Soybeans fell to the lowest price in more than six weeks as persistent rain in South American growing areas improved crop prospects. Corn and wheat also declined.
Rain has fallen in parts of Brazil, the world’s biggest exporter of soybeans, for the past two days and will continue through much of the next two weeks, forecaster Commodity Weather Group said in a report Thursday.
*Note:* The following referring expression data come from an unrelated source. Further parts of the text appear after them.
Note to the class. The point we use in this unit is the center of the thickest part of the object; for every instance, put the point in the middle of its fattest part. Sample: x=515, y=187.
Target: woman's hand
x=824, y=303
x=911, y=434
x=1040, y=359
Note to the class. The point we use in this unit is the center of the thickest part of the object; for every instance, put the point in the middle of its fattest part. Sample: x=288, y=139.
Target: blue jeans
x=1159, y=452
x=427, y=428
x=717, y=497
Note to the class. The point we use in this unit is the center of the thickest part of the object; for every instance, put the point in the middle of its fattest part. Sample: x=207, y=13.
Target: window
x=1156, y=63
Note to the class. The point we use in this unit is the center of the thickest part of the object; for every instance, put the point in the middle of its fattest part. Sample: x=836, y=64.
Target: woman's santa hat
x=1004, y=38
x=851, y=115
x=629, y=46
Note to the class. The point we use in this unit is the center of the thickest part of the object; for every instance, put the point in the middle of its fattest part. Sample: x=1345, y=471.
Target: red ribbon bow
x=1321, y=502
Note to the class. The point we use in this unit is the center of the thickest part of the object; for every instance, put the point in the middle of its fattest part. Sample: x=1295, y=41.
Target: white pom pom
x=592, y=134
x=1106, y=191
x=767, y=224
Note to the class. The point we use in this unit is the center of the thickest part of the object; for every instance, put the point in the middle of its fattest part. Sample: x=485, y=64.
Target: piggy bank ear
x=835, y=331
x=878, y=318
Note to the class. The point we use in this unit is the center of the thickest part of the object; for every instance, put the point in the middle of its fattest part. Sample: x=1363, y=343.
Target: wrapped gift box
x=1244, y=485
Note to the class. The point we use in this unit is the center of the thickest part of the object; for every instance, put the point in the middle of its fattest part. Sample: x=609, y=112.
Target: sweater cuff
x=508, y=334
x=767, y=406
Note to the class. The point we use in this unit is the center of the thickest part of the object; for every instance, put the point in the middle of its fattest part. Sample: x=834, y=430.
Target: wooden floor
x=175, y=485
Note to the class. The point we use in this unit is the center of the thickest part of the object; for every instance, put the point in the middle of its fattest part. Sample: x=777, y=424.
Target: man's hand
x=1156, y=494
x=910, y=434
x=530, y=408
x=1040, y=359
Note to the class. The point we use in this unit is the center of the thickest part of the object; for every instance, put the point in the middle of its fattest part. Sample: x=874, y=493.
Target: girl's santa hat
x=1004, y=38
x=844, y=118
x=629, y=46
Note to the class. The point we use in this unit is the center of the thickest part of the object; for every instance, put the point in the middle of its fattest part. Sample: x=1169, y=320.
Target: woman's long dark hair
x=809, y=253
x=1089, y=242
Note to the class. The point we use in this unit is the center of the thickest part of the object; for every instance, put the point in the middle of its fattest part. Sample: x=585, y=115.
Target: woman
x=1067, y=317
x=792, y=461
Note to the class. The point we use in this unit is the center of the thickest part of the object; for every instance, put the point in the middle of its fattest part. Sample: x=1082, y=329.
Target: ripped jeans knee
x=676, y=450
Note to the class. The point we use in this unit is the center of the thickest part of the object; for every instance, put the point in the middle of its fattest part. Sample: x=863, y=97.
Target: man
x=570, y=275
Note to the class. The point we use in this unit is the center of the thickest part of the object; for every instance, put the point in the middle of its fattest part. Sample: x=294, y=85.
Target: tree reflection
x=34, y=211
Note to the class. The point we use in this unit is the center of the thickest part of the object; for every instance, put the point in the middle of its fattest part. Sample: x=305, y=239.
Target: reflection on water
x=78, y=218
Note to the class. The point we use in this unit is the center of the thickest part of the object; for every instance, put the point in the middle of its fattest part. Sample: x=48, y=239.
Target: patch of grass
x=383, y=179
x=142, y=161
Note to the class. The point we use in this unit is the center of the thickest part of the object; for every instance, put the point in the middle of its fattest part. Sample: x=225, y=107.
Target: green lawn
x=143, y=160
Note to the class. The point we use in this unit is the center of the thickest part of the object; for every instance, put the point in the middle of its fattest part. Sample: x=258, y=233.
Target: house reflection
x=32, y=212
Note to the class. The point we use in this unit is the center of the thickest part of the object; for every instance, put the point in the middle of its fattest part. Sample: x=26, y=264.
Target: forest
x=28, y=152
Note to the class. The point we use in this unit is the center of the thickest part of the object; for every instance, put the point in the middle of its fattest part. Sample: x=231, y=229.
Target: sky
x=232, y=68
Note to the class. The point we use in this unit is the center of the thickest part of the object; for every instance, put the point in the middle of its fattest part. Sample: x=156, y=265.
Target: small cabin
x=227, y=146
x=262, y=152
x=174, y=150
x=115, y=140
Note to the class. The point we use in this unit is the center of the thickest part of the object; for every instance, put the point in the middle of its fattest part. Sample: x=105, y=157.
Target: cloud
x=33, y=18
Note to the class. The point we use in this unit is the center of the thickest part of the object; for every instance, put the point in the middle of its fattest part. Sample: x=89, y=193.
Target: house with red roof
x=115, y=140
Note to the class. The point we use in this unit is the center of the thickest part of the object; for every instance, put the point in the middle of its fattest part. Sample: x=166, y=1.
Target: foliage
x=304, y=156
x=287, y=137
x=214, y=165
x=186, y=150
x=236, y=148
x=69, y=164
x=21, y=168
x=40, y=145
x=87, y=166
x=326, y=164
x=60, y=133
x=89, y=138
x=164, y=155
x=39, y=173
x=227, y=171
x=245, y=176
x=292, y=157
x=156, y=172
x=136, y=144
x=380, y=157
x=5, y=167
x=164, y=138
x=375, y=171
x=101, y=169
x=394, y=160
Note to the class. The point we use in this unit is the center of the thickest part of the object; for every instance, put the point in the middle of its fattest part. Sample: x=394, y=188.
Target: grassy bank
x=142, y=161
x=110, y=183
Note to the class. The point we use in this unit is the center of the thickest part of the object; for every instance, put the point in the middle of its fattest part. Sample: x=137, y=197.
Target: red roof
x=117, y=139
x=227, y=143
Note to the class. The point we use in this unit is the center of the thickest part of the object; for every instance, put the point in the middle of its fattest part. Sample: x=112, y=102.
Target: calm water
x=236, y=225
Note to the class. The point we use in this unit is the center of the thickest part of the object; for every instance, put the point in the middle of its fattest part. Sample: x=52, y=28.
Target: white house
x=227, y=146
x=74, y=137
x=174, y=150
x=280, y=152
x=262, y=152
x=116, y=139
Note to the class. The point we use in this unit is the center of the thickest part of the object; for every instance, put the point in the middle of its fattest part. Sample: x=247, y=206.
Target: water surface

Brazil is expected to produce a record 88 million metric tons of soybeans this year, according to the U.S. Department of Agriculture. Growers in Argentina will harvest 54.5 million tons, tying a record set in the 2009-2010 marketing year, according to the USDA. Early soybean harvesting has started in parts of Brazil, according to Aprosoja, a growers’ group in the state of Mato Grosso.
Chicago Board of Trade soybean futures for January delivery declined 25 1/2 cents, or 1.9%, to $12.87 a bushel, the lowest closing price for a front-month contract since Nov. 20.
Corn futures for March delivery declined 1 1/2 cents, or 0.4%, to $4.20 1/2 a bushel on the CBOT.
Wheat prices dropped to a 19-month low as snow in the U.S. Midwest accumulated, protecting vulnerable plants from extreme cold and wind and providing much-needed moisture to the soil.
Wheat futures for March delivery fell 8 1/4 cents, or 1.4%, to $5.97 a bushel in Chicago trading, the lowest closing price since May 11, 2012.